Of Bits, PDF, 24” x 36” inkjet print on bond, 2010
In Marcus Boon’s In Praise of Copying, the author recalls a conversation with new-media theorist Julian Dibbell, who says:
“We tend to think of bits as these sort of atomic, on-or-off monads, but they are usually represented as two different voltage levels—1 being thus-and-such a voltage, 0 being another. And since there’s usually a gap between the levels, and large numbers of electrons involved in determining a given voltage, there’s lots of room for physical difference at the electron level between two digitally equivalent bits. Digital information really is nothing more or less than a form of writing. Just about any question you ask about bits can be illuminated by asking it about script, I find.
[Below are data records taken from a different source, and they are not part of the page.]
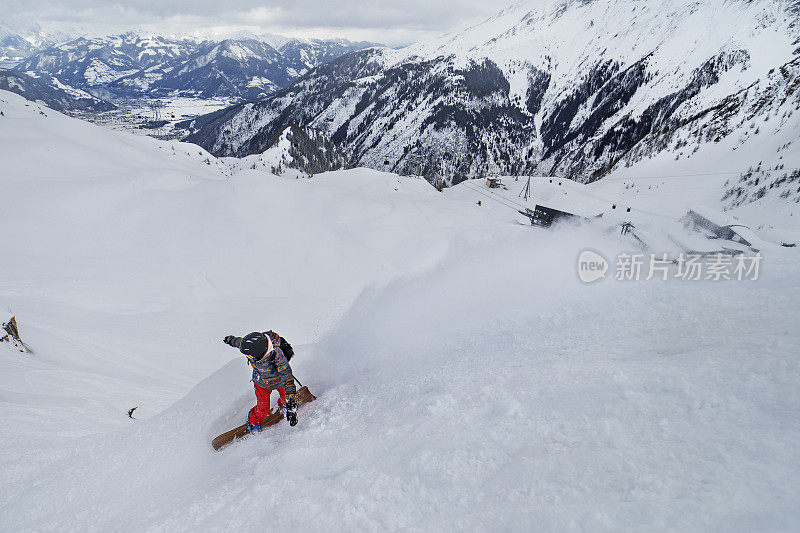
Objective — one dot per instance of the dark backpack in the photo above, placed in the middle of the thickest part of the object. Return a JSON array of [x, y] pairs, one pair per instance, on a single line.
[[287, 349]]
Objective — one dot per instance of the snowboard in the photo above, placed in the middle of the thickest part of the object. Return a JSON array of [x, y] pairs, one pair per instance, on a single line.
[[302, 396]]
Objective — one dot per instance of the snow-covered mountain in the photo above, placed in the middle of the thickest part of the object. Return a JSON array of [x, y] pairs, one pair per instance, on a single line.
[[50, 92], [573, 88], [302, 152], [137, 65], [466, 378]]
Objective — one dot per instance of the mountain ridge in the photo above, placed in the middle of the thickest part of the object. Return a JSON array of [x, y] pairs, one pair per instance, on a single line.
[[524, 92]]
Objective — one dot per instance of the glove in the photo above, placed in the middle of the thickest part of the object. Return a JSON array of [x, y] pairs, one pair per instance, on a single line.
[[230, 340], [291, 412]]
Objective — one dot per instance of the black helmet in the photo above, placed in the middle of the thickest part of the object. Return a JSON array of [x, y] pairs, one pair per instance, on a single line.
[[255, 345]]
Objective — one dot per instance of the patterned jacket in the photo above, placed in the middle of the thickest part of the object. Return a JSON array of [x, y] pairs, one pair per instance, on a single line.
[[273, 371]]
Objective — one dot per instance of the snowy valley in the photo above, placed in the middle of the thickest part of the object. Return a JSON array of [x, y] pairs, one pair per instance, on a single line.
[[468, 375]]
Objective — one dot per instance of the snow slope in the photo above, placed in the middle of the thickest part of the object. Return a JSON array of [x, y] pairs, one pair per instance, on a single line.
[[466, 378]]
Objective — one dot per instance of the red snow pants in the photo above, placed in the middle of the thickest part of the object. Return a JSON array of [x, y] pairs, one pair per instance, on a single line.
[[261, 410]]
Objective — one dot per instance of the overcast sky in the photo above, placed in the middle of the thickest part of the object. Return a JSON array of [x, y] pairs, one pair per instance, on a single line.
[[393, 22]]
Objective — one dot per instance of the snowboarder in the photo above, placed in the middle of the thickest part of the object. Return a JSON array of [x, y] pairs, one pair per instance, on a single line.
[[271, 371]]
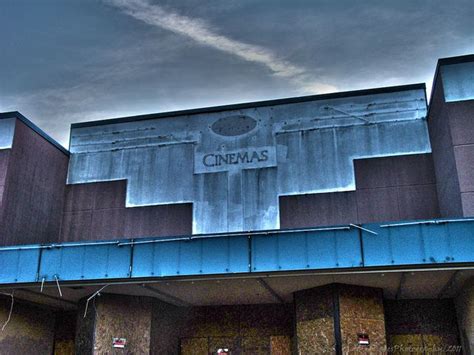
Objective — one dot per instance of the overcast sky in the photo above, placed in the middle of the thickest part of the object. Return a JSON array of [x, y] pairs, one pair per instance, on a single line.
[[64, 61]]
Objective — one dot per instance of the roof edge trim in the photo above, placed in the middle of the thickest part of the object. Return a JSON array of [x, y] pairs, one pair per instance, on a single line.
[[238, 106]]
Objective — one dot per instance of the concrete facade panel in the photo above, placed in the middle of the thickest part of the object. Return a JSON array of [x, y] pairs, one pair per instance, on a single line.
[[298, 148], [317, 210]]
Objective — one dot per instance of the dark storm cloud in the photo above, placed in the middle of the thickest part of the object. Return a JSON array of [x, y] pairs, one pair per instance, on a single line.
[[74, 60]]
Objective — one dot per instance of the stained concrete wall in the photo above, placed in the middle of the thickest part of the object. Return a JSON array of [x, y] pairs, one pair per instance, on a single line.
[[97, 211], [425, 326], [33, 188], [29, 331], [387, 189]]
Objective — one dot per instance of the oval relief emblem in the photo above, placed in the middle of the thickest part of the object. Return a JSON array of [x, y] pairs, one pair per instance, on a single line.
[[233, 125]]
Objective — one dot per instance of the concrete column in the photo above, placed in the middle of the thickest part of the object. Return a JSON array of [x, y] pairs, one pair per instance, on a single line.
[[115, 316], [331, 318], [30, 329], [465, 313]]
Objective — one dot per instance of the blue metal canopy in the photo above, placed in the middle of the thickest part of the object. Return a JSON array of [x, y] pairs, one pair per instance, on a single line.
[[419, 243]]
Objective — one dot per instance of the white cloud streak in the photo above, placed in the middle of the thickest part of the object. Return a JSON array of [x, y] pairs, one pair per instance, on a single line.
[[202, 33]]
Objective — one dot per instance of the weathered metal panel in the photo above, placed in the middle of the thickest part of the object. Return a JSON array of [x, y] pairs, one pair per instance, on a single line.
[[20, 265], [458, 81], [232, 165], [217, 255], [87, 262], [306, 250], [419, 243], [7, 131]]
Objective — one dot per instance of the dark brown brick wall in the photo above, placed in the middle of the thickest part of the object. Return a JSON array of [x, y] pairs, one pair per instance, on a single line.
[[349, 310], [33, 189], [97, 211], [4, 159], [387, 189], [443, 155], [29, 331], [422, 323]]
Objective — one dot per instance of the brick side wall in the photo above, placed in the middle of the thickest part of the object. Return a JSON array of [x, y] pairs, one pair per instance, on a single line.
[[4, 159], [425, 324], [465, 315], [387, 189], [29, 331], [97, 211], [443, 155], [33, 190], [461, 122]]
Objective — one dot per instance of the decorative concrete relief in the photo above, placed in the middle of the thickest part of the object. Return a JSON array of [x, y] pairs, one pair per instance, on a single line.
[[233, 164]]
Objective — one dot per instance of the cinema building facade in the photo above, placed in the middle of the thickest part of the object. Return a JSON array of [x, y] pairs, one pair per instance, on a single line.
[[320, 224]]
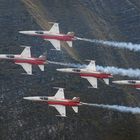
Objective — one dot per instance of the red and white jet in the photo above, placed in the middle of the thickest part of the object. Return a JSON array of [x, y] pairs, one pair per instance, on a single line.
[[25, 60], [58, 101], [89, 73], [132, 83], [54, 36]]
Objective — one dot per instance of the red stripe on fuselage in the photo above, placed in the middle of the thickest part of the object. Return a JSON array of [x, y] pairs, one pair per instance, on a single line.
[[33, 62], [57, 37], [136, 86], [97, 75], [67, 103]]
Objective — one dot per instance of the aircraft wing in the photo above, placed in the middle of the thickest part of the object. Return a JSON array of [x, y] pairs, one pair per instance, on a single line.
[[61, 109], [55, 28], [60, 93], [27, 67], [55, 43], [91, 65], [26, 52], [92, 81]]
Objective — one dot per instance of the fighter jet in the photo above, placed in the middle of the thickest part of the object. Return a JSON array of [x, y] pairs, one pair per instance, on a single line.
[[58, 101], [89, 73], [25, 60], [132, 83], [53, 35]]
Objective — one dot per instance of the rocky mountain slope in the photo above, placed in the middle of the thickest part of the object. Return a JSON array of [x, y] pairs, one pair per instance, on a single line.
[[108, 20]]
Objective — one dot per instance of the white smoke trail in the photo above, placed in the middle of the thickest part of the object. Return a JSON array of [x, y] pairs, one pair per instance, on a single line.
[[67, 64], [123, 45], [125, 109], [108, 69], [120, 71]]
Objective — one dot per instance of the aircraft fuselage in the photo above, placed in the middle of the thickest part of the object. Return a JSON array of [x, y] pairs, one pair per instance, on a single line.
[[86, 73], [20, 59], [50, 35], [54, 101]]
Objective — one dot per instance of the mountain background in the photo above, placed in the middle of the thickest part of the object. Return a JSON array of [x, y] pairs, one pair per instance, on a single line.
[[96, 19]]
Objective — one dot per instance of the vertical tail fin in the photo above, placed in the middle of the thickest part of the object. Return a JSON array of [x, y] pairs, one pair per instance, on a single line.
[[70, 33], [26, 52], [76, 99], [41, 67], [91, 65], [69, 43], [106, 80]]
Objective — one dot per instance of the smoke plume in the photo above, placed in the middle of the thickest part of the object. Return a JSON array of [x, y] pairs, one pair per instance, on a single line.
[[123, 45]]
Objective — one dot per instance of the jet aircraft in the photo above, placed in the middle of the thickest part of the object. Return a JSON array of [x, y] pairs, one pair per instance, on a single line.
[[53, 35], [58, 101], [90, 73], [25, 60]]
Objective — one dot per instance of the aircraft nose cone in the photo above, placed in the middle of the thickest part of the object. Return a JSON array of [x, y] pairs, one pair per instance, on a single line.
[[59, 70], [115, 82], [26, 32]]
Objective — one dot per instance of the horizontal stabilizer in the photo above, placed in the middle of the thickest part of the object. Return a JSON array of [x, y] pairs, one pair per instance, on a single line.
[[75, 108]]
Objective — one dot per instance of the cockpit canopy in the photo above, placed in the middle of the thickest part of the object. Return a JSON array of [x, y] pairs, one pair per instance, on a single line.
[[76, 70], [132, 82], [44, 98]]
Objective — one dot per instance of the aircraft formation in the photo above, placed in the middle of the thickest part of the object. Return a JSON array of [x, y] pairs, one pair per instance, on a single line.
[[89, 72]]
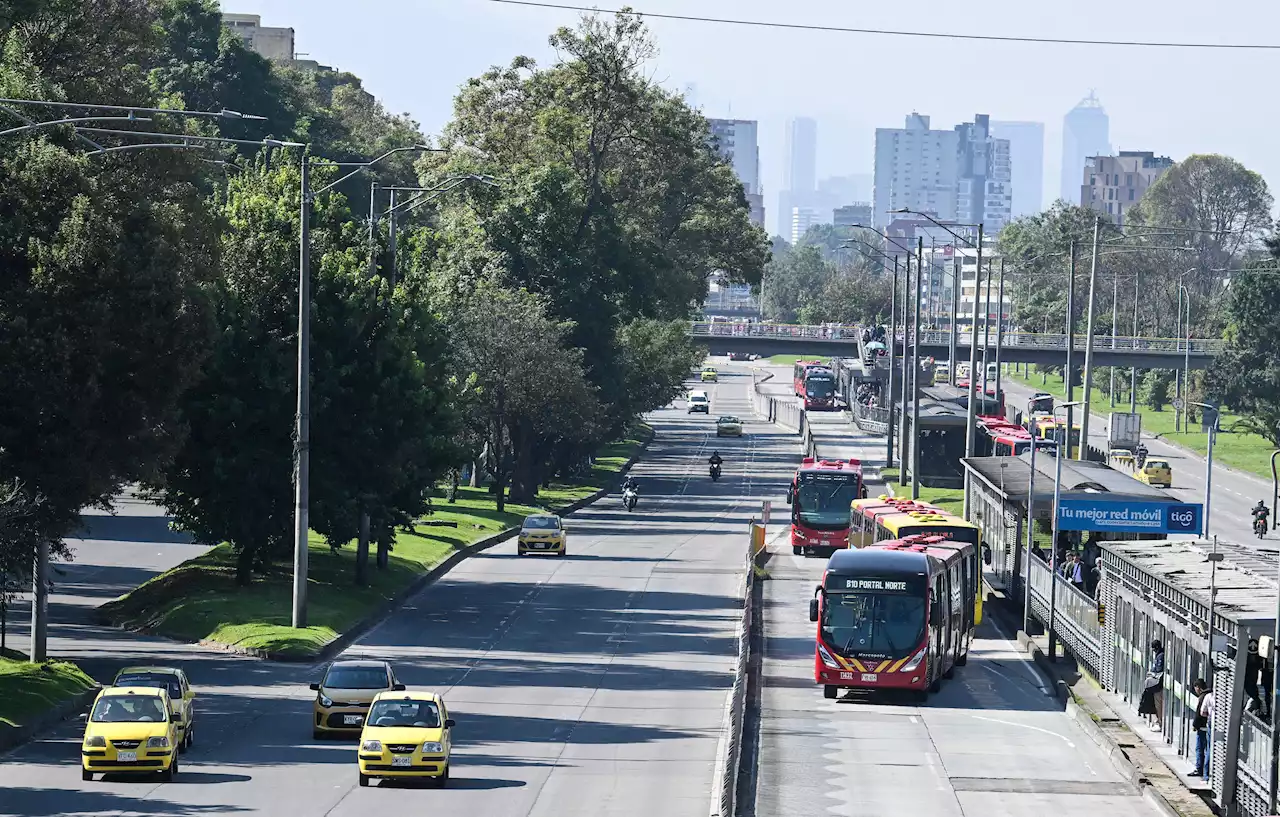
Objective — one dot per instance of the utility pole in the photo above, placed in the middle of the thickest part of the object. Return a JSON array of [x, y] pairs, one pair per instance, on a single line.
[[1088, 345], [972, 420], [302, 433], [915, 372], [906, 374], [955, 315], [892, 338], [1000, 327]]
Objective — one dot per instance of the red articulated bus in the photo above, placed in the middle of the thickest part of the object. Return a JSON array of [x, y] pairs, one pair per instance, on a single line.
[[895, 616], [819, 496], [799, 373]]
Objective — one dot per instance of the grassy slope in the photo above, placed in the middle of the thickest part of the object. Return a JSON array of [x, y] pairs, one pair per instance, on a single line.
[[28, 689], [1239, 450], [199, 599]]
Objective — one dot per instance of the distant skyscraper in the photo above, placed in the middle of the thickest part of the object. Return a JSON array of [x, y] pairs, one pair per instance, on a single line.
[[737, 141], [801, 170], [1086, 132], [1027, 156], [956, 176], [1112, 185]]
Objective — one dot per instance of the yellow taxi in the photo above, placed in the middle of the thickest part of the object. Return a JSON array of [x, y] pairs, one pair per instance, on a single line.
[[129, 730], [173, 680], [728, 427], [542, 533], [346, 693], [1157, 473], [407, 735]]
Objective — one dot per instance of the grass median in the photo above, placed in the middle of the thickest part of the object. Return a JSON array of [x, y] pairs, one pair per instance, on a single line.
[[200, 599], [30, 689], [1234, 447]]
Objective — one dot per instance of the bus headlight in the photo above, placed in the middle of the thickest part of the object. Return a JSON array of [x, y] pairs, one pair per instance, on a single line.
[[826, 657], [915, 660]]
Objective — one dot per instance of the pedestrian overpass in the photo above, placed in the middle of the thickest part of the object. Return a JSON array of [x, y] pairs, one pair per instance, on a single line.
[[1022, 347]]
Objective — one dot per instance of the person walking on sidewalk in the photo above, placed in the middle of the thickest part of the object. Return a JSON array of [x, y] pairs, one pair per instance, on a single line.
[[1153, 688], [1201, 722]]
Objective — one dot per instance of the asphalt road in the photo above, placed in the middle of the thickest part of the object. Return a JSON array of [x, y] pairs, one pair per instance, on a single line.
[[1234, 492], [991, 743], [592, 684]]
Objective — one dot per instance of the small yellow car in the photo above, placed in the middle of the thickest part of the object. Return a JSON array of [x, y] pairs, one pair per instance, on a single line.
[[407, 735], [173, 680], [1157, 473], [346, 693], [542, 533], [129, 730], [728, 427]]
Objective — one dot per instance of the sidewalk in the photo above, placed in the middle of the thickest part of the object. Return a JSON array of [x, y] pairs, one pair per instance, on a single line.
[[1133, 748]]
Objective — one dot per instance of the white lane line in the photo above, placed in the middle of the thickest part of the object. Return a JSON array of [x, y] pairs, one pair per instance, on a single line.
[[1047, 731]]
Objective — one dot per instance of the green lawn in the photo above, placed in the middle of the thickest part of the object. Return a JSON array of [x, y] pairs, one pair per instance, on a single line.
[[1237, 448], [947, 498], [200, 599], [27, 689]]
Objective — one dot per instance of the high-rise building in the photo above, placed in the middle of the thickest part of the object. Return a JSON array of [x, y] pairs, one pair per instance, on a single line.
[[801, 219], [1027, 156], [737, 141], [1086, 132], [801, 169], [274, 44], [1112, 185], [960, 174]]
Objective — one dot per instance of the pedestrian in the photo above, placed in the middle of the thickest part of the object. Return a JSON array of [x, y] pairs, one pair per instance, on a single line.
[[1153, 688], [1201, 724]]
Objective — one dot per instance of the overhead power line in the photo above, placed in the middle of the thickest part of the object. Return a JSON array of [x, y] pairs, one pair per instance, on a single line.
[[888, 32]]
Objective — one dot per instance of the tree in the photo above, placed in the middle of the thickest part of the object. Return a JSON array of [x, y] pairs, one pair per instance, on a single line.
[[1247, 375]]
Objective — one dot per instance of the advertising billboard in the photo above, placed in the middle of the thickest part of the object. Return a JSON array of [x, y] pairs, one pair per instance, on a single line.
[[1116, 515]]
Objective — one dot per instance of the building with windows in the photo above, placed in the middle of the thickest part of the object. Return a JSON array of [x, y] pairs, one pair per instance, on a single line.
[[959, 176], [1086, 132], [737, 141], [1112, 185], [1027, 159], [274, 44]]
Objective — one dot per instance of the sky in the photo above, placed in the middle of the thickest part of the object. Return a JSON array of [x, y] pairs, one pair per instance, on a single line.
[[415, 54]]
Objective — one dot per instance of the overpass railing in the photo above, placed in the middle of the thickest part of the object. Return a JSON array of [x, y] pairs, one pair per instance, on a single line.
[[933, 337], [1075, 615]]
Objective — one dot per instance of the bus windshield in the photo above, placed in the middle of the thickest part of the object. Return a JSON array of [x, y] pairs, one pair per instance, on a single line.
[[822, 500], [876, 625]]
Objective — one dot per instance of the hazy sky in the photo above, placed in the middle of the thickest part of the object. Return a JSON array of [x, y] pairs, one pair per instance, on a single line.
[[414, 54]]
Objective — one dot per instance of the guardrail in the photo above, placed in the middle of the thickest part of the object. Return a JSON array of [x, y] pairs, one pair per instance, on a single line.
[[730, 754], [1075, 615], [933, 337]]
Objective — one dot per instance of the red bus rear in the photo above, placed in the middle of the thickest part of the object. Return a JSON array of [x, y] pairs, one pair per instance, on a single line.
[[819, 496], [895, 616]]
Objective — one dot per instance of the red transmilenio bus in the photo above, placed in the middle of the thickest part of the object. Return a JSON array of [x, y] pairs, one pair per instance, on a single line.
[[897, 615], [819, 497]]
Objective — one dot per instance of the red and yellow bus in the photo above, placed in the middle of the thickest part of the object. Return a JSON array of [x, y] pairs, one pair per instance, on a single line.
[[895, 616], [819, 497]]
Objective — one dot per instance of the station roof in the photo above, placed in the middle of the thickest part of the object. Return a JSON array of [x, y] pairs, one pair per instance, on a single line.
[[1243, 596]]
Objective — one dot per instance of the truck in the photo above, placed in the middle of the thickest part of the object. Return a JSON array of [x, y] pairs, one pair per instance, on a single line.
[[1124, 430]]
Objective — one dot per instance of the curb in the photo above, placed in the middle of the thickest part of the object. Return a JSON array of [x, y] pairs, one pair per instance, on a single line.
[[73, 706], [361, 628]]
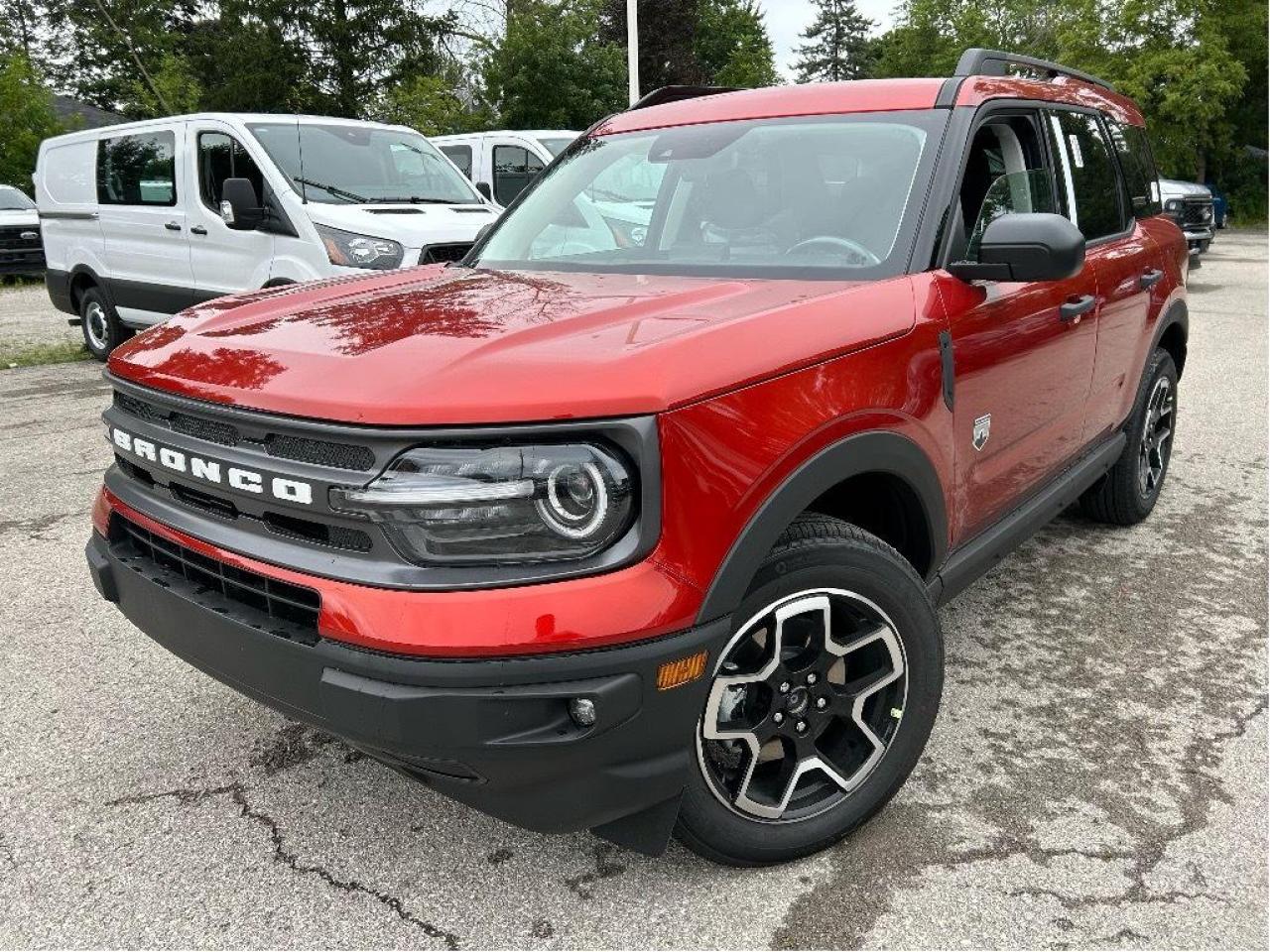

So: “How different can two electronically coded 1’s be?” is sort of like asking how different two 1’s written on a page can be. The answer to the latter is: very different indeed, as the disciplines of typography, calligraphy, and handwriting analysis attest. The “invisibility” of electronic code makes it sort of opaque to these disciplines. But is it impossible to imagine that there might one day be a sort of calligraphy of the bit?”
I loved this ending phrase and began thinking of what a work titled Of Bits might look like. I decided on a study on the variations of period (.) symbols across all the fonts that came pre-loaded with the then-curren version of Open Office.